Valoriser nos données pour créer un revenu universel, l'idée fait son chemin, mais est encore loin d'aboutir.
Le monde d'après se rêve peu à peu. Les défis sont nombreux, notamment du point de vue économique, où de nombreux secteurs se sont retrouvés à l’arrêt depuis bientôt un an.
Les revenus de certains ménages ont également été affectés par la crise, et il n’y aura pas de retour en arrière sur le télétravail, l’automatisation des tâches et la numérisation de certaines activités. Alors que les autorités publiques et les acteurs privés tentent de trouver des solutions pour redémarrer la machine économique via d’ambitieux programmes de relance, des start-ups et de jeunes entrepreneurs veulent promouvoir une approche plus latérale.
C’est notamment le cas de Badr Boussabat. Ce trentenaire, qui travaille dans la cellule risques de Degroof Petercam et fait aussi partie de la direction du Belgian Finance Club, est un orateur reconnu sur l’intelligence artificielle ("Notre meilleur espoir", selon le titre de son bouquin publié l’an passé). Pour sortir de la crise, il propose de lancer le débat sur le revenu universel par la donnée.
Les données sont inépuisables
"Nous sommes entrés dans l’ère du capitalisme cognitif", lance-t-il en guise d’introduction. Pour preuve, il avance le fait que huit des dix plus grosses capitalisations boursières sont aujourd’hui des entreprises actives dans le numérique. Contrairement au capitalisme marchand, qui se fonde sur l’exploitation des matières premières, le nouveau paradigme cognitif se base sur la donnée, qui est inépuisable par définition. De plus, explique Badr Boussabat, "la création de la donnée dépend de la capacité de vivre, non pas de travailler".
Mais comment monétiser ses données? L’idée doit clairement encore parcourir son chemin et elle nécessiterait une infrastructure internationale, "à l’image de la finance internationale", précise l’auteur. Certains ont cependant déjà franchi le pas, comme Amazon qui a proposé à certains clients Prime de les rémunérer pour avoir accès à leurs données de navigation. Instagram et les autres réseaux sociaux reposent sur un modèle économique où les données ont beaucoup de valeur. Si cette valeur revient à son producteur, le citoyen, ces entreprises déposeront le bilan. C’est le revers économique de la médaille.

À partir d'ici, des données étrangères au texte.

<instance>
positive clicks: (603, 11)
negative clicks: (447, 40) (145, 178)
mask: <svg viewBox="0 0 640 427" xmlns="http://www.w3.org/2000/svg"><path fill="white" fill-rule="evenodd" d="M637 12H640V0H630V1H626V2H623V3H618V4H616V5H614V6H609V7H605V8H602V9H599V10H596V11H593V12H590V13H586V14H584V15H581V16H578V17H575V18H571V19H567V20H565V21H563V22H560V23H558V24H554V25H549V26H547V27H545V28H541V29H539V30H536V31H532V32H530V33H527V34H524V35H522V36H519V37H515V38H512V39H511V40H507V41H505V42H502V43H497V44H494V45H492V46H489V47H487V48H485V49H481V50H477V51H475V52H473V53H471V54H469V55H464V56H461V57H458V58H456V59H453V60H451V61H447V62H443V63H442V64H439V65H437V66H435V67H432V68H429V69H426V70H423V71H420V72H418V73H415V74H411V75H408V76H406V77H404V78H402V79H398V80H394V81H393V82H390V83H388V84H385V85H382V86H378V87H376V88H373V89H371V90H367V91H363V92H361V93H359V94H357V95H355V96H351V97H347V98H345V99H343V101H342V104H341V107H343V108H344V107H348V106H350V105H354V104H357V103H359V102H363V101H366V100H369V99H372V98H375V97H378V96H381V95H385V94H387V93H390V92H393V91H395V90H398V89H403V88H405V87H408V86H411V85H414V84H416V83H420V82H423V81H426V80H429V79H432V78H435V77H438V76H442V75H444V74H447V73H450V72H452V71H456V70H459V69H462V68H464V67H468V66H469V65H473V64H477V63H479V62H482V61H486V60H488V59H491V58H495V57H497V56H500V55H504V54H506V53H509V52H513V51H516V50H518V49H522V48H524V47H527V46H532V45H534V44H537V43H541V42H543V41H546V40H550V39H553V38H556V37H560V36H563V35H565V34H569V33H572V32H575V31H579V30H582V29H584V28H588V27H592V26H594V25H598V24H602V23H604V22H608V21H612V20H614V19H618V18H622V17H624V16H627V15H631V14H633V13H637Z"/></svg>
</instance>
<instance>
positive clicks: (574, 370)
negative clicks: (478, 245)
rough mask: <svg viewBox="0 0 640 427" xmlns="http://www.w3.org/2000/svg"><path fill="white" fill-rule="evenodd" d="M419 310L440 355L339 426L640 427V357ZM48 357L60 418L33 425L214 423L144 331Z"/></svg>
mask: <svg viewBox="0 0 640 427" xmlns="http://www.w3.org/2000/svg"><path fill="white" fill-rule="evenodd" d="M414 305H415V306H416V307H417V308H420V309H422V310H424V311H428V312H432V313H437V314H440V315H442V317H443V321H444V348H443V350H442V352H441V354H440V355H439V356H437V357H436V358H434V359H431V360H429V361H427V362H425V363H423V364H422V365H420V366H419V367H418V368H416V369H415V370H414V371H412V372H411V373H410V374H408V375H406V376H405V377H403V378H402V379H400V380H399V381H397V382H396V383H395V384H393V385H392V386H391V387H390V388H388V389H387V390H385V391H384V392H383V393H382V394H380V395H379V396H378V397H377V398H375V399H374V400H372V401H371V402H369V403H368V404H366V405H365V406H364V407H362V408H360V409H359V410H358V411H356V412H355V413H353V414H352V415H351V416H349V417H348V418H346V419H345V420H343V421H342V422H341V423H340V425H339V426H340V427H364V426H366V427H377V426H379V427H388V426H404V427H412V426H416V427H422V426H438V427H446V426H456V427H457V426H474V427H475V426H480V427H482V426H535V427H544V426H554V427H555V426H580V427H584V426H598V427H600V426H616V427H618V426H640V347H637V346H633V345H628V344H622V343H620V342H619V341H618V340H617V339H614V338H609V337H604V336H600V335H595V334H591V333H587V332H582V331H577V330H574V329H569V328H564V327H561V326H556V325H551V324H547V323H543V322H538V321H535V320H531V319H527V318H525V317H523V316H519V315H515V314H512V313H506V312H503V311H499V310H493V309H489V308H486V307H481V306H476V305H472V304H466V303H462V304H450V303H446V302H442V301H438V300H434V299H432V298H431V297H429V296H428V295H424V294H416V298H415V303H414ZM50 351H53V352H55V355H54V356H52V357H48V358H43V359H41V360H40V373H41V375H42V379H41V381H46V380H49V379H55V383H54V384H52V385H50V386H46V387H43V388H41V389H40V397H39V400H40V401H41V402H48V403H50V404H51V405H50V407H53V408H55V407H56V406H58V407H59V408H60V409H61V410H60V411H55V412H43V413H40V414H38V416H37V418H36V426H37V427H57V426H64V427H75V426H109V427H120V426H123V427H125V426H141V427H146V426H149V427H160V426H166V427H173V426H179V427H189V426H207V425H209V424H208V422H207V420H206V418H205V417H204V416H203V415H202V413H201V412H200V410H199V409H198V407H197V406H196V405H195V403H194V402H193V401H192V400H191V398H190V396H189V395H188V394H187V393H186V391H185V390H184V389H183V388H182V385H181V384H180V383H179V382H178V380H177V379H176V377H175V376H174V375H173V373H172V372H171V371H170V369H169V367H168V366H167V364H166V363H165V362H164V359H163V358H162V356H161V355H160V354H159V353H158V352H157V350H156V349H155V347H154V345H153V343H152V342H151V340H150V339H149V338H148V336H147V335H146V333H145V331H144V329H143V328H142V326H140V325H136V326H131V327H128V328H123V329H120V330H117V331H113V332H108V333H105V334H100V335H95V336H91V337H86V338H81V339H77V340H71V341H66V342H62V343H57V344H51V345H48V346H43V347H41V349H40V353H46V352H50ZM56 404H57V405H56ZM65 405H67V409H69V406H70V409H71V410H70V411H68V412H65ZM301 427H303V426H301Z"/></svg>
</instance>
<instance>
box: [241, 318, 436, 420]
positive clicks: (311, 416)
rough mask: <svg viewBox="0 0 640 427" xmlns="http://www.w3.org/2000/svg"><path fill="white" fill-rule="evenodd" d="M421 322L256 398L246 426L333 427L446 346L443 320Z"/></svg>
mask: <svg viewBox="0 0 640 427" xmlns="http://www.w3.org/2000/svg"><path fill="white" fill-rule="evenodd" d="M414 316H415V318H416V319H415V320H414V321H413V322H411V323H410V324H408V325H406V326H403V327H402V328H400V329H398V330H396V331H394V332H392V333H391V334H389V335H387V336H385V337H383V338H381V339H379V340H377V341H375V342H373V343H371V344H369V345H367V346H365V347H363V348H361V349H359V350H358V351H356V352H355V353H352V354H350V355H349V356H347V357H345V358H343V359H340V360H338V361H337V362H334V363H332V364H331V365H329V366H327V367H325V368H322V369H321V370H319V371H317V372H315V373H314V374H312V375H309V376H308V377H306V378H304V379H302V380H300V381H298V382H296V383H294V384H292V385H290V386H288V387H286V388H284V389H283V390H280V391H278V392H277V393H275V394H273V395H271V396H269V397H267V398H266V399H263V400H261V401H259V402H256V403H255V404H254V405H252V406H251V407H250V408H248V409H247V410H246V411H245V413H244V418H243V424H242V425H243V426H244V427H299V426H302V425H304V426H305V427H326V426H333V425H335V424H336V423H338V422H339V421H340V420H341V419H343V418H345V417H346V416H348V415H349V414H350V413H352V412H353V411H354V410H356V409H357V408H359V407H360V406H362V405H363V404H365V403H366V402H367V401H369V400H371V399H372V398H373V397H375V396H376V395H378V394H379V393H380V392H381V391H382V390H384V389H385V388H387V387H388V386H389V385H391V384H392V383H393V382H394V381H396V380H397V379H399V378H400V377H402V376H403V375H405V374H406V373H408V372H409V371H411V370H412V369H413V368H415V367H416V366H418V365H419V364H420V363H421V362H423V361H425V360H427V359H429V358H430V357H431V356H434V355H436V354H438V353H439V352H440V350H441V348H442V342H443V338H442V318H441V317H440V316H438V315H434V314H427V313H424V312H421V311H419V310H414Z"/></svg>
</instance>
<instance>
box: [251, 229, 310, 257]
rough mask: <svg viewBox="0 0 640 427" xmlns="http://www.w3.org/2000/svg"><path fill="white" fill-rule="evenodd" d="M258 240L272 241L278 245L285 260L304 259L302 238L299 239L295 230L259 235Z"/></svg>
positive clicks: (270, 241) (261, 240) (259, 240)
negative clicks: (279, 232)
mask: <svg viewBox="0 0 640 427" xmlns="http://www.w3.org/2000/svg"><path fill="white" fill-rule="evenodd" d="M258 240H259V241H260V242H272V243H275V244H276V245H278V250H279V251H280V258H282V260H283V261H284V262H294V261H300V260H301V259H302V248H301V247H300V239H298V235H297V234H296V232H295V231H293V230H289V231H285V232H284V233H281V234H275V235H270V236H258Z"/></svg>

La donnée possède deux avantages sur la monnaie: elle est évolutive et sa production ne fait pas baisser sa valeur. "La donnée a le potentiel de créer une véritable valeur ajoutée. La quantité de data dans le monde augmente tous les jours, mais leur valeur augmente avec elle. Cette corrélation positive est un argument puissant en sa faveur", estime Badr Boussabat.
Une future guerre des données?
Dans cette nouvelle économie, la donnée est produite par le "consutoyen" (contraction de consommateur et citoyen), elle est distribuée aux entreprises, traitée par l’intelligence artificielle et régulée par les États.
Tout cela reste très théorique à ce stade, et de nombreuses questions se posent encore sur l’architecture à mettre en place pour récolter, traiter et valoriser nos données, "mais on investit déjà en données", fait valoir Badr Boussabat. "Et c’est aussi une manière plus démocratique de créer de la richesse que via le capital. La donnée peut réconcilier la gauche et la droite."
Un revenu issu des données que nous produisons pourrait aussi entraîner une guerre des données et une course à l’appropriation. Transformer les données en revenu universel semble aujourd’hui utopique, mais l’idée a le mérite d’exister, à l’heure où l’on pense le fameux monde d’après. La question de la valorisation des données sera, quoi qu’il arrive, un enjeu primordial des prochaines années.